There was a shopkeeper - I believe he was the town baker, whose one-man shop was in the first floor of a converted house on the main street.  He owned the house, and rented out the second floor apartment.  Big middle-aged man.  Married.  Lived with his wife and children outside the village.

He rented the apartment over the shop to a youngish woman.  Single.  She didn't seem to have a job.  I don't know what she lived on (although my mother had her suspicions).  Anyway, she was very large.  Had to be pushing 400 lbs, maybe.  I'm not good at weight estimates.

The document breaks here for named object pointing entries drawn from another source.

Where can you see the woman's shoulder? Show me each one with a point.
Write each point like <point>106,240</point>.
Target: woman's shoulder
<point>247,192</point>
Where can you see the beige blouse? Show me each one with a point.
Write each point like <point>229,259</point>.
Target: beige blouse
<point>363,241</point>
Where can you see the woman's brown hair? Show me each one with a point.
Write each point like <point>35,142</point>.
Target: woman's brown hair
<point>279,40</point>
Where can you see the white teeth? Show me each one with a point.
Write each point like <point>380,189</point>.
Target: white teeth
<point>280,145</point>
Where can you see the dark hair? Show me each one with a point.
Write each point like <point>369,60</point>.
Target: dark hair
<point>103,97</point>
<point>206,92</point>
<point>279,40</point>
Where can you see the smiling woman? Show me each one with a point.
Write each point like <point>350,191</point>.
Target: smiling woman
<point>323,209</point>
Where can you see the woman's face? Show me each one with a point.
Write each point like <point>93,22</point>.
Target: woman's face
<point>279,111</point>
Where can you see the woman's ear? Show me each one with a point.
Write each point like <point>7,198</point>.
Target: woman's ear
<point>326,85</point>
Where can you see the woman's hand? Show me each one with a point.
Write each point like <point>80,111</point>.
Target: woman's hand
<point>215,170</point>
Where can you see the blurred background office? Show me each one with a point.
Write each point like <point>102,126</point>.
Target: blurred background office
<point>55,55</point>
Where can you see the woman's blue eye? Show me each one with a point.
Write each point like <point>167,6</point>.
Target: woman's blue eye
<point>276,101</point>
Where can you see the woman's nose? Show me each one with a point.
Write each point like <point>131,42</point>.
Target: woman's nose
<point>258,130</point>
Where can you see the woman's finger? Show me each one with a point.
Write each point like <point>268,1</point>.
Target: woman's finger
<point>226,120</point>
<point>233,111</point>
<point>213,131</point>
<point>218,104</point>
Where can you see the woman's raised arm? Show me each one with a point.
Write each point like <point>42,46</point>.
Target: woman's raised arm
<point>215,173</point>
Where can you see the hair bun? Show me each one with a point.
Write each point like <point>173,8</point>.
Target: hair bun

One day I came home from playing and my mother was hopping with excitement.  She was overloaded with juicy gossip, and just had to spill it.  It seems that the woman had been stricken with horrible stomach cramps, and an ambulance had come and taken her to the little hospital in the town 20 miles up the road.  She had been anesthetized in her hospital bed, and a few hours later awoke in the same bed with a baby in a bassinet next to her.  (Remember, this was the '50s.  Women were put to sleep through labor and birth.  No muss, no fuss.  (Also no DNA tests.))  The nurses told her it was her baby, and she refused to believe it.  Flatly.  Insisted that it was impossible.  Screamed until they took the baby to the nursery.  Her theory was that some rich bitch'd had the baby and didn't want it, so the hospital was trying to fob it off on her.  She was no fool, by damn!  Last heard, she refused to take the baby home and was going to sue the hospital.

Everybody in town was laughing.  Everyone knew exactly where that baby came from.  Everyone who bought bread, anyway, and everyone they talked to, which was everybody else.

It seemed that sometimes when you went to the bakery, it was closed.  Temporarily.  When it was supposed to be open.  This being the '50s, air conditioners were rare, so when it was hot, you had windows open.  If you stood on the stoop of the shop, you were right under the open windows of the woman's apartment.  Her bedroom must have been in the front, because as you stood on the stoop of the closed shop, you could often hear interesting and unmistakeable sounds coming from the window just 8 feet or so up.

Snork!

That's as much as my mother told me that day.  I never heard anything more, and there's no way I was going to ask.  Here it is 60 years later, and I still occasionally wonder what happened to that baby.

I hope the woman wasn't bullied into taking it.  I can't imagine her ever having been a good mother to it.  I can't imagine her ever having accepted it.